Serviços Essenciais e Impactos no Trânsito
Durante a paralisação, apenas serviços essenciais continuam a ser prestados. Essas atividades incluem atendimentos a flagrantes, registros de ocorrências em andamento e medidas protetivas em casos de violência doméstica. A interrupção das atividades gerou transtornos no trânsito da capital, especialmente com o bloqueio da Ponte Princesa Isabel, uma das principais ligações entre os bairros Boa Vista e Santo Antônio.
Bloqueio e Mobilização
O bloqueio da ponte foi uma tática utilizada pelos policiais civis para chamar a atenção do governo e da sociedade. A interdição causou congestionamentos significativos, levando motoristas a buscarem rotas alternativas. A Autarquia de Trânsito e Transporte Urbano do Recife foi acionada para auxiliar na organização do fluxo de veículos e orientar os condutores.
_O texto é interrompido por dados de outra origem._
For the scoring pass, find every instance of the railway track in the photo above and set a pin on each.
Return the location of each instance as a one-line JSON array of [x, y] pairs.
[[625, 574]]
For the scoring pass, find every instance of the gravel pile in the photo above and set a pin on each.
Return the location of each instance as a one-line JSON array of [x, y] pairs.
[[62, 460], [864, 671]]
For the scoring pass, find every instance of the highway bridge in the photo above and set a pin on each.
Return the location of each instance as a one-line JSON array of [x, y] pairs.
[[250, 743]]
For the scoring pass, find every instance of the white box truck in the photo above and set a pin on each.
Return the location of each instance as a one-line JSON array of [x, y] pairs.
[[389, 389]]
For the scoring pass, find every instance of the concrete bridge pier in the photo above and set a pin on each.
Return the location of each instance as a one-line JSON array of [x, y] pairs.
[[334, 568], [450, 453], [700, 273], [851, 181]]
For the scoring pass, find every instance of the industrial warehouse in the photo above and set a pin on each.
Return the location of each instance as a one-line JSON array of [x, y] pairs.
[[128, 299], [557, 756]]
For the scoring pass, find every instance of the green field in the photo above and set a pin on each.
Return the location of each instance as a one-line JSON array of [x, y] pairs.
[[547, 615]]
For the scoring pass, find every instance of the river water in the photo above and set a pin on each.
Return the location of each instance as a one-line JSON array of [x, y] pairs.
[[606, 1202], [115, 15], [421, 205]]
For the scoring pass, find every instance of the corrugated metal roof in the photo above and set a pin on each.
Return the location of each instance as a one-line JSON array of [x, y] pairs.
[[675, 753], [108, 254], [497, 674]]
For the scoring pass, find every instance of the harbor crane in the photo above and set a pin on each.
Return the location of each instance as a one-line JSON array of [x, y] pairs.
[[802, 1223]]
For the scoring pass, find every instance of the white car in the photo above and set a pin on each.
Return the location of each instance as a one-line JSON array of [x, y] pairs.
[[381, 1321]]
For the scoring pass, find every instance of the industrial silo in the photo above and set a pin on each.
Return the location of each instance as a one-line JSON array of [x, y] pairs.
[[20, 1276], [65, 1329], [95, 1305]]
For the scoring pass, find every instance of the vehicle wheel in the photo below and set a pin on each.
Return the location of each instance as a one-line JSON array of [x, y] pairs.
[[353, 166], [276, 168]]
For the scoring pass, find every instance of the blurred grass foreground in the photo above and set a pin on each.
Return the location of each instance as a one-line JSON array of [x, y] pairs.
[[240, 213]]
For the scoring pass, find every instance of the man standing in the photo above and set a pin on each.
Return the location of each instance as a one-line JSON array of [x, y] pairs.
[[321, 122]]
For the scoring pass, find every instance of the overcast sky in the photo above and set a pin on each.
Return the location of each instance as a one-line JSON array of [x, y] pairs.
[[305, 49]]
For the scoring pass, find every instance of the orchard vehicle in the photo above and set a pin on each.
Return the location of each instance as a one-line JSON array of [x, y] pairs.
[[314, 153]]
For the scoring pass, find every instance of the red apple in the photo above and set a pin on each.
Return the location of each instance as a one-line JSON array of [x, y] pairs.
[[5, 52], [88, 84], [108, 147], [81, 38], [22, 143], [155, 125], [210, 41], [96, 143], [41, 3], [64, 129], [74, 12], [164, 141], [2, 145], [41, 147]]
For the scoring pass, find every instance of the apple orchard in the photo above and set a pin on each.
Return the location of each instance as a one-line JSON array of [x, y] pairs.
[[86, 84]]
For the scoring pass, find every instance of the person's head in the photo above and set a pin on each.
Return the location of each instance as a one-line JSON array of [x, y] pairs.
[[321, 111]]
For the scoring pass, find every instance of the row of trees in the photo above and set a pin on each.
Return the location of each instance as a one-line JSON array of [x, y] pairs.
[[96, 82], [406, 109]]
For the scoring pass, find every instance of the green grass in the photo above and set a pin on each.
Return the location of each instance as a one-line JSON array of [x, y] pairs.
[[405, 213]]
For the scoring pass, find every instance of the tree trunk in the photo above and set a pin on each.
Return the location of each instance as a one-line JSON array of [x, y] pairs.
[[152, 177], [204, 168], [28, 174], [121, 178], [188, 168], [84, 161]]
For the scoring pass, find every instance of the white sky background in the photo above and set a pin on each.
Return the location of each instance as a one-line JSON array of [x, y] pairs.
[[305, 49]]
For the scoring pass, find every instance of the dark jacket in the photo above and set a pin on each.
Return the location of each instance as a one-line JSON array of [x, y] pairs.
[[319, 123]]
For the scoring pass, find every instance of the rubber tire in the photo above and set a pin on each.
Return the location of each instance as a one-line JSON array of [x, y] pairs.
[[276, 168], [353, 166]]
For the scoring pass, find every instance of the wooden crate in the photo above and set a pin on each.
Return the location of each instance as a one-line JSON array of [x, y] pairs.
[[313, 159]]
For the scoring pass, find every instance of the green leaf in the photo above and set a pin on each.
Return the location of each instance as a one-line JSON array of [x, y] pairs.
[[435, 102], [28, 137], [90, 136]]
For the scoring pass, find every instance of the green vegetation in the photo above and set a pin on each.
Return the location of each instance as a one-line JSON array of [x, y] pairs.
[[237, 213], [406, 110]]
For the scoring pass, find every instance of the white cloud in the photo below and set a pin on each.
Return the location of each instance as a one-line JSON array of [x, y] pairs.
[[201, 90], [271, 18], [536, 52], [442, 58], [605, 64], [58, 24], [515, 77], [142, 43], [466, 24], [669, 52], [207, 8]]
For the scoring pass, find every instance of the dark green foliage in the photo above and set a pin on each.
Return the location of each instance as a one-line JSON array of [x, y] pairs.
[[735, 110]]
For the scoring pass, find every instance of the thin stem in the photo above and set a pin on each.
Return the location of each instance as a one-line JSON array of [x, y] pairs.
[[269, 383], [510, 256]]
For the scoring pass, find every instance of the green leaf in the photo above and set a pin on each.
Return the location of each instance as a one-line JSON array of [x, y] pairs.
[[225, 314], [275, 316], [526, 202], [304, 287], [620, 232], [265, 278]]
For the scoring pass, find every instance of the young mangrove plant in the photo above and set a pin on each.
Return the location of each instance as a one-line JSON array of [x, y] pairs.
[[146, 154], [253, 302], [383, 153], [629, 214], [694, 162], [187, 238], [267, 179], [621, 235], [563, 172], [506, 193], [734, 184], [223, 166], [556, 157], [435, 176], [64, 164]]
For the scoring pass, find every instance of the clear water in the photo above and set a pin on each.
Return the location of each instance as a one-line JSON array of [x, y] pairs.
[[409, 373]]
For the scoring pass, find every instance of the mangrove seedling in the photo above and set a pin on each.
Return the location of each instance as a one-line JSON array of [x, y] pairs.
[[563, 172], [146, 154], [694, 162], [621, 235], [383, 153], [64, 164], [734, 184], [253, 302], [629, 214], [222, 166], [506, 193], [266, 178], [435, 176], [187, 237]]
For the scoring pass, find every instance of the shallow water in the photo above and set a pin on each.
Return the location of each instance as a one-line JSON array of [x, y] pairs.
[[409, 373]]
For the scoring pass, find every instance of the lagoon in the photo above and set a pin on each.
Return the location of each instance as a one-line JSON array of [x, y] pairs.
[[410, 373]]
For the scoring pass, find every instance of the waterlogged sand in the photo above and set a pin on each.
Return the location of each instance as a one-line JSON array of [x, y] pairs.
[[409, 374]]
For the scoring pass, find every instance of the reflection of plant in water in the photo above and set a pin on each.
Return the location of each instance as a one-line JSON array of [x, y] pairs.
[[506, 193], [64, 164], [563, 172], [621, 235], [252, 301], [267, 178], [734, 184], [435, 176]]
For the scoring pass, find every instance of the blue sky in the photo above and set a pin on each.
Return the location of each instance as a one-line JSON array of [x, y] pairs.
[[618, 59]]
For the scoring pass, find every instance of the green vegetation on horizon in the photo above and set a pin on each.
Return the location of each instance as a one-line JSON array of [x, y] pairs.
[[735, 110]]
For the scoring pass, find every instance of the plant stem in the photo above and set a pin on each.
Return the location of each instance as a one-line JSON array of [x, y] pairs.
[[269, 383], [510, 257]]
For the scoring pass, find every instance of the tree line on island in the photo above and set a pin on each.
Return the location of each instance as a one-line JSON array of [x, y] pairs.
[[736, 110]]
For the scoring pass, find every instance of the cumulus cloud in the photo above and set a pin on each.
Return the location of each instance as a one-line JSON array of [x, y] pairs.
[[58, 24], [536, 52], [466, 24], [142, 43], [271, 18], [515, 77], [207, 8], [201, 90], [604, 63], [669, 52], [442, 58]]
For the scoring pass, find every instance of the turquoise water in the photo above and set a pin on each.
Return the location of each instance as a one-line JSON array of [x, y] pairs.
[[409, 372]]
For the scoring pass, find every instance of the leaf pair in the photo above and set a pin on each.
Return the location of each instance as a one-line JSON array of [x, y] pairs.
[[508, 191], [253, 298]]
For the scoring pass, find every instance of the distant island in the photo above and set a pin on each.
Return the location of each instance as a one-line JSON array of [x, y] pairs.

Críticas à Falta de Diálogo
O Sinpol criticou a ausência de diálogo com o governo estadual, ressaltando que, embora a categoria tenha sido convocada para uma mesa de negociação pela governadora, não houve retorno ou qualquer posicionamento oficial. O presidente do sindicato, Áureo Cisneiros, enfatizou que a paralisação é um clamor por respeito e dignidade.
Demandas da Categoria
Cisneiros expressou a urgência das demandas, afirmando: 'A paralisação é um grito por respeito, dignidade e justiça. Os Policiais Civis arriscam a vida diariamente e precisam ser valorizados. Além disso, fomos chamados para dialogar e sequer fomos recebidos.' Ele destacou que o movimento é uma busca por condições mínimas de respeito e abertura para negociação.
Tentativa de Acampamento e Reações
Os policiais civis também tentaram montar um acampamento em frente ao Palácio do Campo das Princesas, sede do Governo de Pernambuco, mas foram impedidos de prosseguir com essa ação. Como resultado, decidiram permanecer mobilizados na ponte até que suas reivindicações fossem ouvidas.
Posicionamento da Polícia Civil
Em resposta à paralisação, a Polícia Civil de Pernambuco divulgou uma nota afirmando que os serviços em suas unidades operacionais e administrativas seguem normais, com o compromisso de garantir o atendimento à população em todo o estado.
Reivindicações Principais
Entre as demandas apresentadas pelos policiais civis, destacam-se: a abertura imediata de uma mesa de negociação, a valorização da categoria e a implementação de reajustes relacionados à carga horária para policiais ativos e aposentados. Até o momento, não houve um posicionamento oficial do Governo de Pernambuco sobre essas reivindicações.
A paralisação da Polícia Civil de Pernambuco evidencia a insatisfação da categoria e a urgência de um diálogo com o governo, que ainda não se manifestou sobre as questões levantadas. O desfecho desse movimento permanece incerto, mas o clamor por respeito e valorização continua a ser uma prioridade para os policiais.